Now, it would not be fair to assert that this is perfectly transparent. XML isn't magic. There are clearly some cross-reference relationships in there that will take a little mental gymnastics to decode. But still, I'll trade this:

...
<task id="pJhk6REkEHC" op="update">
  <task idref="ggQv63WgCbw"/>
  <added>2010-01-21T16:23:08.983Z</added>
  <modified>2010-01-24T21:01:41.632Z</modified>
  <name>Add server-side support for multipart MIME to tests.xproc.org</name>
  <rank>2113929216</rank>
  <context idref="jYnYAAVroBT"/>
  <due>2010-01-27T22:00:00.000Z</due>
  <completed>2010-01-24T21:01:41.622Z</completed>
  <order>parallel</order>
</task>
...

for anything I would ever have gotten at any other point in the history of file formats!

XML has its detractors. It would not be fair to say they are all wrong. But I'll take XML over fair any day!

Comments

That business of the task element having a child element also named task is rather weird.
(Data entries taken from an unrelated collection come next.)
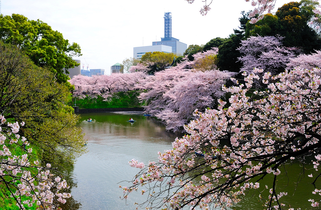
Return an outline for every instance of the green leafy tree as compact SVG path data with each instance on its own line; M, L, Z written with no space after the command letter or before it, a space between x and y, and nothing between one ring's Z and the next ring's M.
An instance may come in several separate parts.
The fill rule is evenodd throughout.
M122 64L124 66L124 70L126 72L129 72L132 66L136 66L139 62L139 59L131 57L129 58L125 58L124 59Z
M209 42L204 45L203 52L211 50L212 47L218 47L228 39L228 38L222 38L220 37L217 37L211 39Z
M185 57L185 56L178 56L175 58L175 61L174 62L174 65L173 66L176 66L178 63L180 63L183 61L183 59Z
M247 38L258 35L262 36L275 36L282 28L278 16L269 13L265 15L263 19L255 24L248 22L246 26L245 36Z
M52 72L35 65L16 46L0 43L0 81L1 113L25 122L21 131L39 155L72 162L85 151L84 134L75 126L79 117L65 105L71 97L68 87Z
M285 4L275 15L267 14L254 24L248 22L246 37L279 35L284 37L282 44L285 47L298 47L306 53L319 50L321 39L308 24L314 17L312 10L317 4L309 0Z
M82 55L79 45L70 44L61 33L39 20L30 20L15 14L11 16L1 15L0 39L17 46L38 66L49 69L60 83L69 79L64 74L63 68L79 65L72 59L73 56Z
M162 52L146 52L142 56L140 63L147 66L150 69L148 74L165 70L165 67L171 64L175 57L173 53Z

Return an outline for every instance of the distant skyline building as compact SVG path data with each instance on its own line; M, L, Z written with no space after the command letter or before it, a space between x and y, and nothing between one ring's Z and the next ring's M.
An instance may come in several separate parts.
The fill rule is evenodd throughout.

In addition, the JSON version of this would also be Quite Decent.

The "Add server-side support..." task is part of a larger task (or project) called "XProc Actions". I think that's the origin of the nesting.

And yes, in this particular case, JSON would also work. But I don't need another serialization for a subset of the full scope of documents I want to create. At least not outside the context of exchanging packets of data between JavaScript and some server process.
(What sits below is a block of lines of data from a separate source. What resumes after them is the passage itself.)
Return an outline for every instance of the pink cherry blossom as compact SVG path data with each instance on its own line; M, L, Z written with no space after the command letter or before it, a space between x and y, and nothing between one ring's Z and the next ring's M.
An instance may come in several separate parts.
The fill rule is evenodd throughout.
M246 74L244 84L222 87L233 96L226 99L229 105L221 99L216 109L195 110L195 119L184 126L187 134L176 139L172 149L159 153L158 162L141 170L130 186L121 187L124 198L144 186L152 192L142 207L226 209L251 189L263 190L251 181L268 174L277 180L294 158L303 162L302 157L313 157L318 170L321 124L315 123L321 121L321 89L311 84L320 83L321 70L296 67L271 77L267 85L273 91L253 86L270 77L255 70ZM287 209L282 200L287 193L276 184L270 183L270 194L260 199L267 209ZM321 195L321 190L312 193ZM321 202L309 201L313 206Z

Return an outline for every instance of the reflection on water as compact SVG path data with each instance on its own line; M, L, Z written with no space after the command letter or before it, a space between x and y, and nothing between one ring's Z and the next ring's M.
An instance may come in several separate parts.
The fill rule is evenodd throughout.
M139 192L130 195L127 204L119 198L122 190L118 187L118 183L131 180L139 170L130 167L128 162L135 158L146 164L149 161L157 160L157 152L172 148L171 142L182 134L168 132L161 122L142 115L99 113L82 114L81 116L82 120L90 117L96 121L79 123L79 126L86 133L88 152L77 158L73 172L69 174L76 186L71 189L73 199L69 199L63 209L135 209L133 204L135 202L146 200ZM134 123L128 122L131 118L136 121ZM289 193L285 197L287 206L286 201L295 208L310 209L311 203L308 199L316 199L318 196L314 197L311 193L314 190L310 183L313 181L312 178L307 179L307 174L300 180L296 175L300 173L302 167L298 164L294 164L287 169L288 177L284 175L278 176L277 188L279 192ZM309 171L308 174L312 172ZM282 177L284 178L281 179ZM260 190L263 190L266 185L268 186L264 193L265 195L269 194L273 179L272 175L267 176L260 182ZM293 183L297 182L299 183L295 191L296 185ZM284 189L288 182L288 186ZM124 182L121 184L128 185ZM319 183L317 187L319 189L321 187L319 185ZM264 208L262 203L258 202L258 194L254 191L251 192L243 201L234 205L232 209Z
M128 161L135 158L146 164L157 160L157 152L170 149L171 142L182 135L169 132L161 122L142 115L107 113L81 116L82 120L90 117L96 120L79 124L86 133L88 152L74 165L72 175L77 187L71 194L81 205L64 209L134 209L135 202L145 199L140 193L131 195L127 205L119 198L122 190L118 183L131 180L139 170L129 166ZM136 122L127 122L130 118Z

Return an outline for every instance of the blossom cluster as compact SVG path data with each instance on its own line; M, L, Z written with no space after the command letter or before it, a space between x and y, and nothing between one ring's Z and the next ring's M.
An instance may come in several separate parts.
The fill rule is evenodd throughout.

XML good. Turtle, N3... better. For example, John probably wouldn't find a <task> within a <task> weird if they were related by of:subTask or something. And you'd know what was going on with the idrefs.

I try to be an RDF fan, but I'm not sure I see how it would help here. The inner element could have simply been named subtask if that mattered, but I don't think it does.

How would RDF have made the ID/IDREF relationships any clearer?

The first thing I'd wonder, seeing data like that, would be whether the inner task element is always a reference or if sometimes it's a complete task element, e.g., if it's not referenced anywhere else. With RDF you wouldn't care, that decision is merely a whim of the serializer which will be dealt with by whatever library you use to read the serial form back in. It's of no more interest than whether the id attributes use single or double quotes.

For XML, in a way it would be better if the inner element was named subtask as that would clear up any confusion as to whether it's actually a reference to the supertask, for example. But the element wasn't so named, probably because XML, while mostly being fairly self-descriptive, leaves implicit the relationship between parent and child elements thereby encouraging designers to assume it's obvious.

Also giving the inner task element a different name makes it difficult to include tasks not referenced elsewhere in-line.

Similarly, the ID/IDREF relationship would be dealt with completely be the reader; you'd only need to think about the subtask relationship. Though id attributes are usually unique throughout the document that's only a convention; in the absence of an accessible DTD you might have to do some careful investigation to make sure that other element types can't have clashing ids, for example.

Yes, there are alternatives to XML... I'm fond of JSON, and seeing SQLite replace previous binary gorp under stuff like iPhoto makes me very happy.

But I still credit the XML movement with establishing the culture of open exchange behind all of these.

e.g. see slide 7 in my ALA midwinter 2000 talk.

Of course there are alternatives, they're just not as good. Yes, JSON is fine, I suppose for simple, perhaps even nested key value pairs. And SQLite is better than random binary goo, but mostly IMHO because there's a standard path to text.

I reverse engineered AddressBook's SQLite data and it was a minor PITA.

Sometimes there are good reasons to do something else, no doubt, but I'm still happiest when I find XML when I go looking for data.